1. Check for persistence ( source IP persistence is set)
2. If there is no persistence record, make a load balancing decision
3. Once the next hop is determined (i.e. the ISP gateway has been selected,) select a snat address appropriate for that ISP
4. Bind the client persistence to the snat persistence

So what’s to be done about this? It’s time for an iRule of course! Checking persistence isn’t challenging, nor is setting it up. But in the case of establishing a snat and persisting it, the next hop has to be established. So the critical events to make this work are CLIENT_ACCEPTED and LB_SELECTED. Remember this is an LC deployment, so we’re really not interested in the traffic at all, just how to direct it. So we really only care about addressing. A single snatpool is used (and although you could possibly make this work without a snatpool at all, it’s nice to let BIG-IP manage all the arp and traffic group stuff for you and just use the minimal logic in the iRule) with three addresses from each ISP subnet to allow for the ports necessary to avoid port exhaustion. Source persistence is enabled.

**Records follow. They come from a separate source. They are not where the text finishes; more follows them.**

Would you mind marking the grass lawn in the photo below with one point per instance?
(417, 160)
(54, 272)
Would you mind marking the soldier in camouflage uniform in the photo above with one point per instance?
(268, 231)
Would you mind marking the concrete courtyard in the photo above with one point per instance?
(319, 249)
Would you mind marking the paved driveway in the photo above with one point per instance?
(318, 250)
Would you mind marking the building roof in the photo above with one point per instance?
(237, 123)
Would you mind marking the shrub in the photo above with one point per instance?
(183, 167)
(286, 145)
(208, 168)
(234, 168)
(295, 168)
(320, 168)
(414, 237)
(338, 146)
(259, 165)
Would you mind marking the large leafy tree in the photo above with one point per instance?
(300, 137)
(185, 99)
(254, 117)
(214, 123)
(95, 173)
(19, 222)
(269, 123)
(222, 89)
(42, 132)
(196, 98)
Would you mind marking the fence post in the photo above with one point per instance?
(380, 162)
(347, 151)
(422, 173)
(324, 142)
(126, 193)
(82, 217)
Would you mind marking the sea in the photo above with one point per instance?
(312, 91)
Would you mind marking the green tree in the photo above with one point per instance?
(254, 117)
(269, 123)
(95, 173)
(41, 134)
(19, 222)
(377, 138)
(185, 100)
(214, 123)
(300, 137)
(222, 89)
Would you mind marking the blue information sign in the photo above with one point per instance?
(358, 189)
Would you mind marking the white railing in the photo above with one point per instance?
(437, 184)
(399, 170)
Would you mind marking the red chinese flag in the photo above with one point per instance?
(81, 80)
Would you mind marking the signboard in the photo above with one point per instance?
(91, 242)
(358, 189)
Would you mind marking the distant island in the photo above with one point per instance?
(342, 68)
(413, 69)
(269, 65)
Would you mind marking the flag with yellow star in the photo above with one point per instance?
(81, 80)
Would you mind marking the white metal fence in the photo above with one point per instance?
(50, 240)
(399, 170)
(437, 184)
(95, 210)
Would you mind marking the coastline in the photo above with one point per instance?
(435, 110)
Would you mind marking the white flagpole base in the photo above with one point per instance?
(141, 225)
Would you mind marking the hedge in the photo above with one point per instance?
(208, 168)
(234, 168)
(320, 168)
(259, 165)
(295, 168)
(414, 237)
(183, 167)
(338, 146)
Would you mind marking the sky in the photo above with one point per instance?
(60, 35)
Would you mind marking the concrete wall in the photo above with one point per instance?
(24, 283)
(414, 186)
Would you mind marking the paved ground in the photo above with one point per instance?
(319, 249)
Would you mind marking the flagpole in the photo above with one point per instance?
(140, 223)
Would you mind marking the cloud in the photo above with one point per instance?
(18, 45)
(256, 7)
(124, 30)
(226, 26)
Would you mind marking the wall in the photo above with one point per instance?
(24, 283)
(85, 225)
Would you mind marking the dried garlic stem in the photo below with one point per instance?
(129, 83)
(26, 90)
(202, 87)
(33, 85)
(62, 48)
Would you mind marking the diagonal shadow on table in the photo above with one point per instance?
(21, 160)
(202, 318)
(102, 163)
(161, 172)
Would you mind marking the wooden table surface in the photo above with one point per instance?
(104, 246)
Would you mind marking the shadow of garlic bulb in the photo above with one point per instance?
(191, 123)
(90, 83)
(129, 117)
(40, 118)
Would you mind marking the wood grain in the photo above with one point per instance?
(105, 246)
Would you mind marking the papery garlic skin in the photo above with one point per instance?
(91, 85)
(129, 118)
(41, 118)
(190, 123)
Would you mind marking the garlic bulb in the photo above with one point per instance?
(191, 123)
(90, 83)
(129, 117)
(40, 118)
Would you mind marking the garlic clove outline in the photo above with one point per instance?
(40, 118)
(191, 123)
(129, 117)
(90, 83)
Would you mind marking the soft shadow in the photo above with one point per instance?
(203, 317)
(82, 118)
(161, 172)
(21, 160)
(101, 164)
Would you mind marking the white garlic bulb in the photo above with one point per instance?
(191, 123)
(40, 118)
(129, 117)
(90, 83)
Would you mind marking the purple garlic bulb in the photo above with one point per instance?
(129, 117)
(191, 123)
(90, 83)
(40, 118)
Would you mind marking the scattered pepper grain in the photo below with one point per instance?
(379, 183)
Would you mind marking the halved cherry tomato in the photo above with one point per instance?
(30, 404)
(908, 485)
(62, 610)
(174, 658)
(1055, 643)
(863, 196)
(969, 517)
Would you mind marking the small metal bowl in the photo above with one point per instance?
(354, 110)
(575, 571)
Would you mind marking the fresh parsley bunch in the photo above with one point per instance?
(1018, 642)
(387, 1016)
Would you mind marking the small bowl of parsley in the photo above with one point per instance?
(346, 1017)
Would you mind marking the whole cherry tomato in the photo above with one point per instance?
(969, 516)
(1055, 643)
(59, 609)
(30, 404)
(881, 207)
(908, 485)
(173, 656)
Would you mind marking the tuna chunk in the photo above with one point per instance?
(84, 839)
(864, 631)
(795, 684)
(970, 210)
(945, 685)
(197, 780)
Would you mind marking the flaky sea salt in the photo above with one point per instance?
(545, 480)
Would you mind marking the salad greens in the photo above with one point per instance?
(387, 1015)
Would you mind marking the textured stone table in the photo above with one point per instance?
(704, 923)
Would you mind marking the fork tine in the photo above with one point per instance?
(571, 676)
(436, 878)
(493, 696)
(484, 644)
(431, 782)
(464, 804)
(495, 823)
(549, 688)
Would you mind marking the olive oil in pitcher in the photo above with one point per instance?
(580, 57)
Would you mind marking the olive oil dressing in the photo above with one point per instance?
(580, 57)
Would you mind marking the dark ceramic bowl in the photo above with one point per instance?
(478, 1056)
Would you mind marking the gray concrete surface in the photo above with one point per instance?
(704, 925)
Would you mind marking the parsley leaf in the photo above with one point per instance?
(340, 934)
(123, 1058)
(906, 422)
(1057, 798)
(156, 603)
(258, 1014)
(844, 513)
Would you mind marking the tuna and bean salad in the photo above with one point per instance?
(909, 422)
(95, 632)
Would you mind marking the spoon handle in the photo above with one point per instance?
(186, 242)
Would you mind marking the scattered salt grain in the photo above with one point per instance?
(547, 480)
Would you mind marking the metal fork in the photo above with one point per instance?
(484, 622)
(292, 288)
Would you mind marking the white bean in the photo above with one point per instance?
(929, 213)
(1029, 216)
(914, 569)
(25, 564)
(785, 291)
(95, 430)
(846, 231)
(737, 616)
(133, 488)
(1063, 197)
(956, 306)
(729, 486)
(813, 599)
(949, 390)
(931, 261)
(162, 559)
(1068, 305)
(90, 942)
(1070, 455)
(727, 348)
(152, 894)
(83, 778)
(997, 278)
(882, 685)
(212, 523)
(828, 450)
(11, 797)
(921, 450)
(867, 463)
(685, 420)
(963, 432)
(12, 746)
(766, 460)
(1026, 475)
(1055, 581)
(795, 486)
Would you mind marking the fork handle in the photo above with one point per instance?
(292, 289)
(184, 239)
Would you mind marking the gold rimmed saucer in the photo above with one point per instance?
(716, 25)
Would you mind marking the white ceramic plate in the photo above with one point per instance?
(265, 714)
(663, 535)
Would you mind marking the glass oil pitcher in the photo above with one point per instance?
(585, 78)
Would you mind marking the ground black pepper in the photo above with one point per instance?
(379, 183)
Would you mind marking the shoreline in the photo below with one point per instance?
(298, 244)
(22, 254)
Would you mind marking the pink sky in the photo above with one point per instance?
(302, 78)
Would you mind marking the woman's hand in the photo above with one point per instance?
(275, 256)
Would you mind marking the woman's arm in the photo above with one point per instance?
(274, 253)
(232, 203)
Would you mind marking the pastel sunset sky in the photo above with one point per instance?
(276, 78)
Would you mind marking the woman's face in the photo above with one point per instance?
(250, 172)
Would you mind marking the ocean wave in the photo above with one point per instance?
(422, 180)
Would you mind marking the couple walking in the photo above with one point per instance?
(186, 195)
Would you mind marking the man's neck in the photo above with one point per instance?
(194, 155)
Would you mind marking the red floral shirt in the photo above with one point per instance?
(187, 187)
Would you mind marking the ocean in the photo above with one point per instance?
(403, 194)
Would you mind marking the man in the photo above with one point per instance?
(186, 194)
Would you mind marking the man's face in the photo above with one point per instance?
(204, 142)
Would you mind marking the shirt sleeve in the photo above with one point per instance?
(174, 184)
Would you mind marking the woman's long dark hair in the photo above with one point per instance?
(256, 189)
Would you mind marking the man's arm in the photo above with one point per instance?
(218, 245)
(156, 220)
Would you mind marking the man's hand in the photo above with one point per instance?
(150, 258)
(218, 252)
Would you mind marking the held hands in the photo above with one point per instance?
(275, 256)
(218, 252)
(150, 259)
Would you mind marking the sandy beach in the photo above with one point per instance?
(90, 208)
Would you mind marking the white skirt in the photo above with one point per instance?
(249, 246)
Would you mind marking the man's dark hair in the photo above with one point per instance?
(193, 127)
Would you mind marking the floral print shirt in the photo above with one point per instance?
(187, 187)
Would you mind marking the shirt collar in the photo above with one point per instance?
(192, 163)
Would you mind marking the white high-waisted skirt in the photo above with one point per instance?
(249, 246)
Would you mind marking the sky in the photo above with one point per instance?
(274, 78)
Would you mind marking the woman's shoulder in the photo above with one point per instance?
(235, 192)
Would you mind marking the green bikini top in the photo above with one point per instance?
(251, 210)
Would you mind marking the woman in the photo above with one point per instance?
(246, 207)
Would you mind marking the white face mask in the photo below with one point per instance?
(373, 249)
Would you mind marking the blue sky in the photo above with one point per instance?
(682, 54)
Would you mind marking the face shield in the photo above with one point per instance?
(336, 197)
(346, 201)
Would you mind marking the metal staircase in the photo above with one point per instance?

## RemoteAdmin Inc  v 1.0   4/21/17
## This irule sets up 2 static arrays for load balancing SNAT pools
## and will persist the client to the correct SNAT address, eliminating
## the bouncing around on the SNAT address
## The logging statements are for troubleshooting purposes only.
## To add additional SNAT addresses, simply add them to the arrays below
 
when CLIENT_ACCEPTED {
  # set up 2 arrays, one for each ISP's addresses
  set snat_isp1(0) 172.16.1.1
  set snat_isp1(1) 172.16.1.2
  set snat_isp1(2) 172.16.1.3
  set snat_isp2(0) 192.168.1.1
  set snat_isp2(1) 192.168.1.2
  set snat_isp2(2) 192.168.1.3
  ##RA##set client_remote "[IP::client_addr]:[TCP::client_port]"
# calculate which snat to use; will need to add a snat_(n) if expanding snatpool
# check first octet
# First let's see if there is already a persistence record in place
 
# Uncomment the below line to see what
##RA##log local0. "First octect is [getfield [ persist lookup source_addr [IP::client_addr] node] "." 1]"
 
     if {[getfield [ persist lookup source_addr [IP::client_addr] node] "." 1]  eq "172" }{
           snat $snat_isp1([expr {[crc32 [IP::client_addr]] % [array size snat_isp1]}])
     } elseif {[getfield [ persist lookup source_addr [IP::client_addr] node] "." 1]  eq "192" }{
           snat $snat_isp2([expr {[crc32 [IP::client_addr]] % [array size snat_isp2]}])
        }
}
 
# LB_SELECTED only fires if there is no persistence record
when LB_SELECTED {
  # check first octet
  if { [getfield [LB::server addr] "." 1] eq "172" } {
        ##RA##log local0. [getfield [LB::server addr] "." 1]
        snat $snat_isp1([expr {[crc32 [IP::client_addr]] % [array size snat_isp1]}])
  } elseif { [getfield [LB::server addr] "." 1] eq "192" } {
         ##RA##log local0. [getfield [LB::server addr] "." 1]
        snat $snat_isp2([expr {[crc32 [IP::client_addr]] % [array size snat_isp2]}])
  }
}

It might look a little overwhelming, but it’s really not that complicated. In CLIENT_ACCEPTED, the arrays are established for the snat addresses (this part could be moved to RULE_INIT, but when expanding/contracting you might experience some oddness during failovers.) The real magic is in setting the snat addresses themselves. In CLIENT_ACCEPTED and in LB_SELECTED, either via a persist lookup or LB::server lookup, the snat is assigned based on a calculation of the client IP address, which will always be the same result. So…magic!  Client IP address bound to the snat address! You could optimize performance by manually keeping track of the array size to eliminate those operations, but the tradeoff is management.

There is a version of this same approach for snat persistence in the codeshare you can look at as well.

Before I conclude, I wanted to mention that there is a non-iRule solution to this problem: BIG-IP Carrier-Grade NAT.  CGNAT offers Large-Scale NAT (LSN) pool persistence that makes this a simple checkbox, and is way more performant than the iRule could ever be. So if you are in a pinch with what you have, iRules again to the rescue! But if you are starting fresh with new designs, CGNAT is the way to go.